Integrative omics analyses broaden treatment targets in human cancer
Background Although large-scale, next-generation sequencing (NGS) studies of cancers hold promise for enabling precision oncology, challenges remain in integrating NGS with clinically validated biomarkers. Methods To overcome such challenges, we utilized the Database of Evidence for Precision Oncology (DEPO) to link druggability to genomic, transcriptomic, and proteomic biomarkers. Using a pan-cancer cohort of 6570 tumors, we identified tumors with potentially druggable biomarkers consisting of drug-associated mutations, mRNA expression outliers, and protein/phosphoprotein expression outliers identified by DEPO. Results Within the pan-cancer cohort of 6570 tumors, we found that 3% are druggable based on FDA-approved drug-mutation interactions in specific cancer types.

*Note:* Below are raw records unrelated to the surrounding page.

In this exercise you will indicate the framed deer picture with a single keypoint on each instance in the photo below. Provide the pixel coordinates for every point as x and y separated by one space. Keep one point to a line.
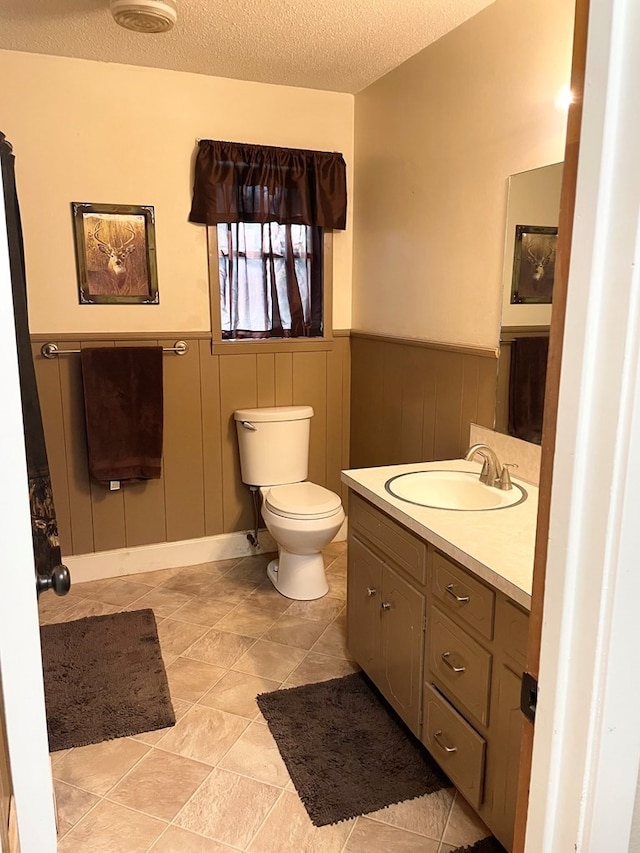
534 260
115 253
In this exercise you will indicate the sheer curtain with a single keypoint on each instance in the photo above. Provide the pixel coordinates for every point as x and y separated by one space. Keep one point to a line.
269 283
270 206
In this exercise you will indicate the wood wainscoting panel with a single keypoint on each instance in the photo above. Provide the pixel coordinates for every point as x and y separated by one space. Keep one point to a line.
183 457
75 438
414 401
211 439
448 413
367 403
335 360
200 492
238 390
284 378
310 389
266 378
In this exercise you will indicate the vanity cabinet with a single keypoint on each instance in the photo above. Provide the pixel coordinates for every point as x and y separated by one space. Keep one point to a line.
447 651
386 607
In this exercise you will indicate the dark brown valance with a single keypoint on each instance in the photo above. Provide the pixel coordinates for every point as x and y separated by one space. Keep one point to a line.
235 182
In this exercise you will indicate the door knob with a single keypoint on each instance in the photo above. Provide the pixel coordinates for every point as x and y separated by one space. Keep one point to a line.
59 581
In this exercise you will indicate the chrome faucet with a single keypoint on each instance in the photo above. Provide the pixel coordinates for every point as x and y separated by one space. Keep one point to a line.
493 474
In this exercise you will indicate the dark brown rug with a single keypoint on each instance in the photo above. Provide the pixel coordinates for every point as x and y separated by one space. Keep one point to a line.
346 751
486 845
104 678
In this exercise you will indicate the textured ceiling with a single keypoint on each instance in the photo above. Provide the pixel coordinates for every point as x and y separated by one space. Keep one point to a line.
338 45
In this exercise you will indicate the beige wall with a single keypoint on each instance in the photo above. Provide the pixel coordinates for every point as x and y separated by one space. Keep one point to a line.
99 132
436 140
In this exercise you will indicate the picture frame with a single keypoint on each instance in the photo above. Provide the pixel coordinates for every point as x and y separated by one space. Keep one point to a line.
534 259
115 253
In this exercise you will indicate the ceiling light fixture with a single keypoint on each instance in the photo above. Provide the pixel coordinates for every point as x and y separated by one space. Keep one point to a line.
145 16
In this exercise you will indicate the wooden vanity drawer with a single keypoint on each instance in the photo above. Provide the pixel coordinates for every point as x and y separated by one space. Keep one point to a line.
465 597
459 665
512 631
403 548
454 744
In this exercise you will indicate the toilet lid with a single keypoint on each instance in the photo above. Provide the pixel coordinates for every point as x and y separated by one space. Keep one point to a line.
302 500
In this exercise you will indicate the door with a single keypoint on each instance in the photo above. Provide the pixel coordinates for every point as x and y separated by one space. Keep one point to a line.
565 228
364 594
20 659
6 789
402 646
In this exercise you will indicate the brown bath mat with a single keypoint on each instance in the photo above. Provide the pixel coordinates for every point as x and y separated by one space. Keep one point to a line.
104 678
346 751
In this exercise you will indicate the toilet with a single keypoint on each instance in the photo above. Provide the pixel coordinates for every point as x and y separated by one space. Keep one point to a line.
301 516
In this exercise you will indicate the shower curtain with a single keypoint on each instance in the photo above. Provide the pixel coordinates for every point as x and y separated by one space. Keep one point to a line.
44 526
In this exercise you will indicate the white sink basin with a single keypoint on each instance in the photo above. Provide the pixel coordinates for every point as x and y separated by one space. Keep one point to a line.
453 490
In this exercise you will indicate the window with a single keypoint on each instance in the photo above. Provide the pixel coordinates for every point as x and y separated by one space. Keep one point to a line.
269 210
270 278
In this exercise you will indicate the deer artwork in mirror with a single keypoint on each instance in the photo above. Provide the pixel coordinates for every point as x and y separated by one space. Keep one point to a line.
115 253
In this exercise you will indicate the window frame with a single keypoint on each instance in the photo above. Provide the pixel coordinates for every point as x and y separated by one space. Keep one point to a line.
256 345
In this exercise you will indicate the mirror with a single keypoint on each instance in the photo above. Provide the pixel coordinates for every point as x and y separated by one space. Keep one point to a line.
527 277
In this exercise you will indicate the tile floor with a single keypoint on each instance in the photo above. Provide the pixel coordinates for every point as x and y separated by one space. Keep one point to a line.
215 782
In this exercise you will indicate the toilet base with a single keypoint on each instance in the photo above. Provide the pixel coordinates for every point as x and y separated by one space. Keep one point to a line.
298 576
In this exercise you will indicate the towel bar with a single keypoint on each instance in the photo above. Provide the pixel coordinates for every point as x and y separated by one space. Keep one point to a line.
51 350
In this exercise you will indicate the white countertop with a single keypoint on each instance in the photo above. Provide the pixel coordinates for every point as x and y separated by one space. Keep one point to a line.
496 545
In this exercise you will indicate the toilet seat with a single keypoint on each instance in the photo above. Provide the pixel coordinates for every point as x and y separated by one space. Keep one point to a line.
302 500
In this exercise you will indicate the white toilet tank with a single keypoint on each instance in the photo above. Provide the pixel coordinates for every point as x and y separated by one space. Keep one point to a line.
274 444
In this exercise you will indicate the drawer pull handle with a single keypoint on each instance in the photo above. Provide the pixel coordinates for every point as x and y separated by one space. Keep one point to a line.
437 736
461 599
446 657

However, mRNA/phosphoprotein/protein expression outliers and drug repurposing across cancer types suggest potential druggability in up to 16% of tumors. The percentage of potential drug-associated tumors can increase to 48% if we consider preclinical evidence. Further, our analyses showed co-occurring potentially druggable multi-omics alterations in 32% of tumors, indicating a role for individualized combinational therapy, with evidence supporting mTOR/PI3K/ESR1 co-inhibition and BRAF/AKT co-inhibition in 1.6 and 0.8% of tumors, respectively. We experimentally validated a subset of putative druggable mutations in BRAF identified by a protein structure-based computational tool. Finally, analysis of a large-scale drug screening dataset lent further evidence supporting repurposing of drugs across cancer types and the use of expression outliers for inferring druggability. Conclusions Our results suggest that an integrated analysis platform can nominate multi-omics alterations as biomarkers of druggability and aid ongoing efforts to bring precision oncology to patients.